倉橋の打合せは、テーマごとに関係者を順に呼んで行うことが多い。説明が必要な関係者を順に呼んで、ある程度説明が進んだ段階で次の人を入れて打合せを行い、最終的には、その日のうちに全員が納得した状態で仕事についてもらう。そうすることによって、聞き間違いや伝達を間違えることもないし、仮に倉橋が出張中のときも、この打合せに参加した人同士で更に打合せができる仕組みにしている。

「この嵯峨野部長には、この土地の造成工事の見積もりをお願いすることにしています。」倉橋は、そういうと小林の自宅敷地のコンタ割図に3角スケールをあてながら説明をした。「ほらね、この土地を宅地造成して仕上げるとすると、前面道路に接する部分はかなりの擁壁を作らなければならないし、裏側の崖は、もっと厳しい擁壁を造らなきゃならないでしょ、それに位置指定道路を2本いれるとすると、車返しもそれぞれ必要になるよね。結局、この土地を販売できるようにするには、この造成費用がかかってくるわけだから、その費用は、当然、評価額から差引かなけりゃ不公平ですよね。」倉橋は、自らの持論を展開しながら不動産鑑定士の山本に対しアピールした。

「ん~、確かに先生の言うとおりですけどね。」山本は、ちょっと困惑した表情で答えた。「ざっくりどのくらいの費用が掛かりますかね。」山本は、嵯峨野に聞きなおした。

「これだけの工事をすれば、2億円は最低掛かるでしょうね。」電卓をたたきながら、嵯峨野は言った。「でも、この裏の擁壁は、かなり難しいですね。これだけ高低差があると3段位の擁壁が必要になるかもしれません。そうすると、正味、使える敷地は3割以下かもしれませんよ。」

「ですよね。嵯峨野さん、この土地、このまま4億円で売れると思います?」倉橋は、嵯峨野に言った。

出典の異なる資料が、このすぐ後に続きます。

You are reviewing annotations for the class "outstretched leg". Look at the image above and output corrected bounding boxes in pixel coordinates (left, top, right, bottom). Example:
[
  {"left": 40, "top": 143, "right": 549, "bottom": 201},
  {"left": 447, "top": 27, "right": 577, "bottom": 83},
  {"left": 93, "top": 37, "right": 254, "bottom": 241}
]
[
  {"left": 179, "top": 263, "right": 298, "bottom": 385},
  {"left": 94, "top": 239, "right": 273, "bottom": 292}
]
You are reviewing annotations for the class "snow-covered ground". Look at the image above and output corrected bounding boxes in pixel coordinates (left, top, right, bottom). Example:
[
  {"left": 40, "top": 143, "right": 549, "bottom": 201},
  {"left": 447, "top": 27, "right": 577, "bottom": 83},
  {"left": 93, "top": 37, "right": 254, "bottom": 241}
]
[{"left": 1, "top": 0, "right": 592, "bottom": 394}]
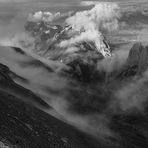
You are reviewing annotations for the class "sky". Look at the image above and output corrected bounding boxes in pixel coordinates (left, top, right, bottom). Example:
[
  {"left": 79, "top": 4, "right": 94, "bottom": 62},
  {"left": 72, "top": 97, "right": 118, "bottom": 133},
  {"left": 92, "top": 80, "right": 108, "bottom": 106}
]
[{"left": 0, "top": 0, "right": 148, "bottom": 47}]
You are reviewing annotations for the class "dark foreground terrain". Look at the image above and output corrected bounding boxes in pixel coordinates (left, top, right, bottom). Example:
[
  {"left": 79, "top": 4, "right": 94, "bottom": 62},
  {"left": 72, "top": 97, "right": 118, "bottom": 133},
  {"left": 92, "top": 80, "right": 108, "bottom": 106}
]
[
  {"left": 0, "top": 64, "right": 105, "bottom": 148},
  {"left": 0, "top": 43, "right": 148, "bottom": 148}
]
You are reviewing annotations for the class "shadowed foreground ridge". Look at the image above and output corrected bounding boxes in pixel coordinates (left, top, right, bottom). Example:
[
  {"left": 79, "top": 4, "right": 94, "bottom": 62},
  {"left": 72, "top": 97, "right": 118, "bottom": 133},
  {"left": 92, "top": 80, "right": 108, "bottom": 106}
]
[
  {"left": 0, "top": 64, "right": 103, "bottom": 148},
  {"left": 0, "top": 43, "right": 148, "bottom": 148}
]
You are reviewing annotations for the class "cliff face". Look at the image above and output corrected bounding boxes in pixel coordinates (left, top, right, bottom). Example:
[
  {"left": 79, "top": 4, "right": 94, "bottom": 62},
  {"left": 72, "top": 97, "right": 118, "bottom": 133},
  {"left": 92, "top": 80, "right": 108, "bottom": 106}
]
[{"left": 119, "top": 43, "right": 148, "bottom": 78}]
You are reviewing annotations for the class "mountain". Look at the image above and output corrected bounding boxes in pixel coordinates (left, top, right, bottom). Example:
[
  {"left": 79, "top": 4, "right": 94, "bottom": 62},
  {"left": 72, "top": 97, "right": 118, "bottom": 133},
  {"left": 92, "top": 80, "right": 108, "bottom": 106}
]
[
  {"left": 25, "top": 18, "right": 111, "bottom": 82},
  {"left": 0, "top": 64, "right": 102, "bottom": 148},
  {"left": 119, "top": 42, "right": 148, "bottom": 77}
]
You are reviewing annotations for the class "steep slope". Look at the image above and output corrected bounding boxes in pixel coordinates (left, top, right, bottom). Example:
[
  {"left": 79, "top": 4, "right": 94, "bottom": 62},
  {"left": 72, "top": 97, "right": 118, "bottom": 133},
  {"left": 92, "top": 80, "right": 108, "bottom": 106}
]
[
  {"left": 119, "top": 43, "right": 148, "bottom": 77},
  {"left": 0, "top": 64, "right": 104, "bottom": 148}
]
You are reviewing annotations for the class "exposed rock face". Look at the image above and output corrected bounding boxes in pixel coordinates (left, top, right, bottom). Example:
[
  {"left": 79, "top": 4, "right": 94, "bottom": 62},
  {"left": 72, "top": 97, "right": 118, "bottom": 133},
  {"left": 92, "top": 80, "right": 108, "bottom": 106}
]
[
  {"left": 120, "top": 43, "right": 148, "bottom": 77},
  {"left": 25, "top": 21, "right": 111, "bottom": 82}
]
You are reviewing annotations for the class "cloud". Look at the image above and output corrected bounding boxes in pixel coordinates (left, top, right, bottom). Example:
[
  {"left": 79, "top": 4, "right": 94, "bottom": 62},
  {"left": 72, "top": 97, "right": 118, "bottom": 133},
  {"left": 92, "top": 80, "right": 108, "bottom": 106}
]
[{"left": 60, "top": 3, "right": 120, "bottom": 56}]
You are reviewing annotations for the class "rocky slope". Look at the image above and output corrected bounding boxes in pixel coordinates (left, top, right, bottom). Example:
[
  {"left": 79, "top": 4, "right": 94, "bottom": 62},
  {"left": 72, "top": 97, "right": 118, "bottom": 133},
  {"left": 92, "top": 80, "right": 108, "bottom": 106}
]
[
  {"left": 0, "top": 64, "right": 106, "bottom": 148},
  {"left": 119, "top": 43, "right": 148, "bottom": 78}
]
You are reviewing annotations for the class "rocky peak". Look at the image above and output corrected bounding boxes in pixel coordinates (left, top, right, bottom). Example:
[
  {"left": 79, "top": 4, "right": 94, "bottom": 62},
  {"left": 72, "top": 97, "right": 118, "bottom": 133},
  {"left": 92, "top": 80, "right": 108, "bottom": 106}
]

「え~、とても無理でしょう。」嵯峨野は本気で驚いていた。「これ、造成費用、出ないんじゃないですか。」

倉橋は、にこにこ笑いながら、山本の方を見た。「でね、山本先生。嵯峨野さんに実態にあった造成図面と見積書を作成してもらいます。この図面と見積書は、誰が見ても客観的に問題がない状態までにしてもらいます。」倉橋は、不動産鑑定士の立場の山本に対し、職業柄の問題が生じないような説明をした。「私としては、山本先生に宅地造成上がりの土地の総額の評価を出してもらって、そこから嵯峨野さんの出してくる見積もり金額を差引いた金額で評価額を出してもらいたいんです。」

「なるほど、このような土地の場合、そのほうが評価額は明らかに下がりますね。」山本も倉橋の理論に納得した。「嵯峨野さんからの図面と見積もりは、どの位でできますか。」

「そうですね、最低、2週間位ですかね。」嵯峨野は、倉橋の顔をチラッと見た。「いや、10日位で何とかしましょう。」

倉橋は、宅地造成等の工事について概ね3社と取引をしており、日研土木は、その内の一社である。このような見積もり作業については、面倒な上、本当に造成するわけではないから、企業としてはあまり商売にはならないが、長い付き合いの中で協力はしてくれていた。

倉橋は倉橋のほうで、いつも発注側であるからといって甘えることなく、その都度、掛かる費用については、ちゃんと立替えてでも支払っているから、信頼関係は厚いものがある。

「そうしてくれると、助かります。」倉橋は、素直に感謝して言った。

倉橋、伊東、山本、そして嵯峨野との打ち合わせの後、相変わらず倉橋と伊東は、小林の所有する土地の測量を行っていた。

残りは300坪の土地上に建っている倉庫と駐車場の利用用途に合わせた区画割を行えば、概ね所有財産の内、不動産の部分については決着がつく。この区画割を明確にするという作業は、地味な作業であるが、路線価格で申告する場合、奥行長大補正率や間口狭小補正率、その他かげ地割合などによる割引率を有利にとることによって、意外に価格は下がるものである。

「先生ですか。」小林の倉庫を借りているテナントと打合せをしている最中、山本から倉橋の携帯電話に連絡が入った。「先日の件、何とか1億4000万円位まで下げられるようになりました。」山本の声は、妙に明るかった。